Richard D'Agostino, assistant city attorney for Lawrence and a former alderman in charge of engineering, remembers having his picture taken by an Eagle-Tribune photographer for his unique way of commemorating the Apollo 11 flight.

"I had a GI Joe space capsule," explained D'Agostino, who was 15 at the time. The capsule was a model of the type of space vehicle used in the Gemini program, which preceded the flights to the moon.

He also had a doll, maybe about a foot or foot and a half tall, that looked like a hippie, with pieces of yarn to represent the long locks.

"That was also the summer of Woodstock," D'Agostino noted. He attached the hippie doll to the side of the capsule, then added a sign reading, "Good luck, Apollo 11." He illustrated the sign with a flame-spewing rocket and put his creation on the awning over the front door of the family's house on Chestnut Street, where they lived on the second floor.

Frank Skusevich, 55, who has worked as a Lawrence firefighter for 21 years, was swimming at Forest Lake in Methuen, where his family had a summer cottage, when his mother told him and seven friends to come in and watch the lunar landing.

Ordinarily, he and his friends would have been told to dry off before entering the living room because, "We were dripping, dripping, dripping." Because it was such a historic event, however, "She made a concession, so to speak," he recalled.

"It's been 40 years and I remember it vividly," recalled Alberto Suris of Lawrence, who was living and working in Madrid at the time of the lunar landing. "When I walked into the office the next morning, I was greeted by my co-workers with mockery."

The Spaniards, he said, believed the moon landing wasn't real, that it was a "made in Hollywood story."

Douglas Halsted, a retired teacher living in Andover, was on his honeymoon with his wife in Europe when Armstrong and Aldrin touched down on the moon's surface.
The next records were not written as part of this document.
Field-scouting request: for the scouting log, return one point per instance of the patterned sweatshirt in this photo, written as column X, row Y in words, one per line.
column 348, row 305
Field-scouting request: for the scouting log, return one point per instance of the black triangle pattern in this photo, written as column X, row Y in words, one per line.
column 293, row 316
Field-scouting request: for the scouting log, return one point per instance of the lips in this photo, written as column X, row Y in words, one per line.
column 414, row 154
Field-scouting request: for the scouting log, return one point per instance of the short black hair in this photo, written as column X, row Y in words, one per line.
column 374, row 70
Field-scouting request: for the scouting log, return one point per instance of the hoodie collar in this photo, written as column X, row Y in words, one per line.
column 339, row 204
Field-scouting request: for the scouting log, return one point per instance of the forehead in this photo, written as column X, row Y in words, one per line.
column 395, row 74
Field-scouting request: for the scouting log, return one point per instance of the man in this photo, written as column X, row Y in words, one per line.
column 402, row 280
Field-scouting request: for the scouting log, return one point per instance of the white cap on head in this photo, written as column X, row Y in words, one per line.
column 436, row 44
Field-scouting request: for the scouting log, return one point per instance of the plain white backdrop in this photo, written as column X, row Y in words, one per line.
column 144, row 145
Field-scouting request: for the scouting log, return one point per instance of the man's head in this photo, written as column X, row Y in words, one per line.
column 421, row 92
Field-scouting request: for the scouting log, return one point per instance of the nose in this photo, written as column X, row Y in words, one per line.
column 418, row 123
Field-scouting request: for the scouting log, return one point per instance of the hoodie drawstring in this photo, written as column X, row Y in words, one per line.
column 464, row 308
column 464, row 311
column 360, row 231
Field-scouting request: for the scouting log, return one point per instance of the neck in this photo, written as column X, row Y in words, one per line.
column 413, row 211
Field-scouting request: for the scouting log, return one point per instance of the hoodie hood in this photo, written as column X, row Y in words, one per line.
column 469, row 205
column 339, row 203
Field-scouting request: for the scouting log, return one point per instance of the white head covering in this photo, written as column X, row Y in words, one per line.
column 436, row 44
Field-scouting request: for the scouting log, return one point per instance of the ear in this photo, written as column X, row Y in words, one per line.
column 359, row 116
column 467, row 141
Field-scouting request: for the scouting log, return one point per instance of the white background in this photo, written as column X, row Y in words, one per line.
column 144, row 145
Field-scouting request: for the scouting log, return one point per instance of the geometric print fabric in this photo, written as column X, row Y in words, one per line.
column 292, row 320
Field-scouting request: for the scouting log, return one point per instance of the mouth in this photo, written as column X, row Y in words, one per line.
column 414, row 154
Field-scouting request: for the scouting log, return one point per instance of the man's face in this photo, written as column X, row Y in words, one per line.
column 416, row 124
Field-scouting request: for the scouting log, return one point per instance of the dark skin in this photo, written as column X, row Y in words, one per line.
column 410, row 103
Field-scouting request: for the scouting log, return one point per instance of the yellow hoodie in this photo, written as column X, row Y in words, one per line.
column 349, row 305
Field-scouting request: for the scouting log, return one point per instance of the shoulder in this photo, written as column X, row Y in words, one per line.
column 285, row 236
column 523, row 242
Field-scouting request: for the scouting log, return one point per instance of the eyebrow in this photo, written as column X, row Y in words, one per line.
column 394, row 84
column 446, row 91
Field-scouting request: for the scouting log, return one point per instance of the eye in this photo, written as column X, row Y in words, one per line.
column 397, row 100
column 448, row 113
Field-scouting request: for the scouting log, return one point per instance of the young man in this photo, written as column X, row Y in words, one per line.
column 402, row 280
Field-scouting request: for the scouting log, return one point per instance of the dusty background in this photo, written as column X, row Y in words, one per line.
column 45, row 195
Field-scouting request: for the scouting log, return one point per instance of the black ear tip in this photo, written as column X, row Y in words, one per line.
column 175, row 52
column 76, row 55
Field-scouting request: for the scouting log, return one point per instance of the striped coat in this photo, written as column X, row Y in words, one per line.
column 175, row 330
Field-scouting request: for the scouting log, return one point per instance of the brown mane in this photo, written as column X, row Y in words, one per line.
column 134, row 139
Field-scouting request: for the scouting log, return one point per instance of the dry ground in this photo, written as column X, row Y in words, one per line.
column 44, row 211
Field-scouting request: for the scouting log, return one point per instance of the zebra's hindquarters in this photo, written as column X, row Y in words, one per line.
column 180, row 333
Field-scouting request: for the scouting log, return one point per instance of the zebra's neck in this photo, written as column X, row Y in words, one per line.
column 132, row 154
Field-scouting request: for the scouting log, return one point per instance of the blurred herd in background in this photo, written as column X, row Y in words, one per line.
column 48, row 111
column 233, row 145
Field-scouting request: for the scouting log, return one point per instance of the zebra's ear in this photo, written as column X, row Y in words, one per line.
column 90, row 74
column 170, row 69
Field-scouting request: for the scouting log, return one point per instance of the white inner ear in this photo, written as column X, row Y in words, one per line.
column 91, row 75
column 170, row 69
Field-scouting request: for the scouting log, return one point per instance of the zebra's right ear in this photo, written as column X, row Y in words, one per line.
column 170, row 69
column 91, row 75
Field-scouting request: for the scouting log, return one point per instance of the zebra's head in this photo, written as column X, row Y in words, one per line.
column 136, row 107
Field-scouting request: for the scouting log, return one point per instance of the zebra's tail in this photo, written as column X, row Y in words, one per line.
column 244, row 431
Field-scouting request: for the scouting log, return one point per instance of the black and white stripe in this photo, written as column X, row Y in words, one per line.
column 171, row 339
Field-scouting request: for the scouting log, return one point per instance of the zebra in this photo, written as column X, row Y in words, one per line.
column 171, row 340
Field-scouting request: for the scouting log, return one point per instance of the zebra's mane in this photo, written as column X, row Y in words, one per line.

"We had spent the whole day traveling to the island of Mont St. Michel, off the coast of Normandy in France," he said. "We had dinner at the wonderful Restaurant MÄóre Poulard, and, with all the staff and other customers were watching, on the restaurant's one tiny TV screen, the preparations for the lunar landing. It got to be very late. We went to our campsite, just off the island, and went to bed, not having seen the actual landing, which hadn't yet occurred.

"About five hours later, we were almost rudely awakened by the cries of the young boys hawking their early-edition morning newspapers around the campsite: 'L'homme sur la Lune! L'homme sur la Lune!' (Man on the Moon! Man on the Moon!) I think I might possibly still have the first page of that newspaper stored somewhere in my attic."